Effects on Food Security and Body Weight
Researchers found that giving individuals food support plus nutrition education increased food security compared to education alone, but it also led to weight gain for overweight or obese participants. Those who received only nutrition education both lost weight and increased food security. It’s plausible that nutrition education could improve food insecurity and reduce weight by improving diet quality, making the most of existing food resources, and reducing anxiety about procuring healthy food.
Optimal strategies to improve food security and nutrition for people living with HIV (PLHIV) may differ in settings where overweight and obesity are prevalent and cardiovascular disease risk is a concern.
Training Peer Nutritional Counselors
As part of scale-up of the nutritional counseling intervention, the RAND team recruited and trained 17 peer counselors from 14 government-run HIV clinics in Honduras to deliver nutritional counseling to ART patients. The clinics covered 80% of patients attending government-supported HIV clinics in the country. The team found that culturally and locally appropriate nutritional counseling delivered by peer counselors appeared to reduce food insecurity and improve nutritional knowledge and diet quality among this population.
Peer nutritional education may be especially important in low-resource settings where many food insecure individuals are overweight or obese. Training peer leaders to deliver HIV-specific nutritional counseling may improve key nutritional outcomes using readily available human capital.
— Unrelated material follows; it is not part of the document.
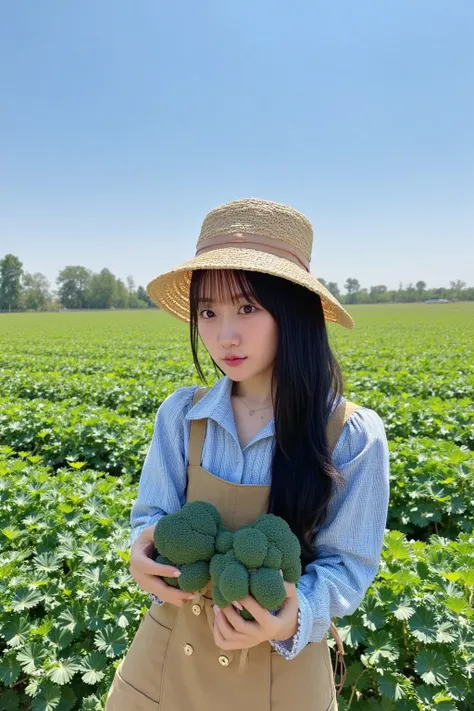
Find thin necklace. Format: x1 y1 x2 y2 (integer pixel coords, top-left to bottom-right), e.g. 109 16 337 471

This study examines nutrition and food insecurity among antiretroviral therapy patients in Honduras.
Policy Impact
After the study was completed, the nutritionists trained through RAND’s study were later hired by the Ministry of Health to support nutritional care at government HIV clinics. Many of the peer nutritional counselors that we trained through an extension project in Honduras were also hired by the HIV clinics. Thus, the project helped to develop human capital to support Honduras’ efforts to address the food and nutrition security of individuals living with HIV. The training manuals and intervention materials developed during the study became resources for the Ministry of Health to use in HIV care.
Bolivia
In Bolivia, the World Food Programme implemented nutritional education via trained nutritionists and a monthly household food basket and partnered with RAND to explore the feasibility of transitioning recipients off food support and into income generating projects. RAND and the World Food Programme conducted exploratory research to understand the income-generating experiences of food insecure ART patients in four Bolivian cities. This research revealed the complex economic lives of participants, as they struggled to manage their ART treatment and livelihoods simultaneously. Lack of HIV disclosure, stigma and discrimination were prevalent, making it difficult for participants to adhere to treatment.
Health and development organizations increasingly promote livelihood interventions to improve health and economic outcomes for people living with HIV (PLHIV) receiving treatment with antiretroviral therapy (ART).
Policy Impact
This exploratory research influenced the National AIDS Program to include nutrition as a focus in its national plan. The Ministry of Health hired nutritionists trained through these efforts to support nutritional care at government HIV clinics. Municipalities that had participated in this research included a line item in future budgets for nutritionists at their HIV clinics.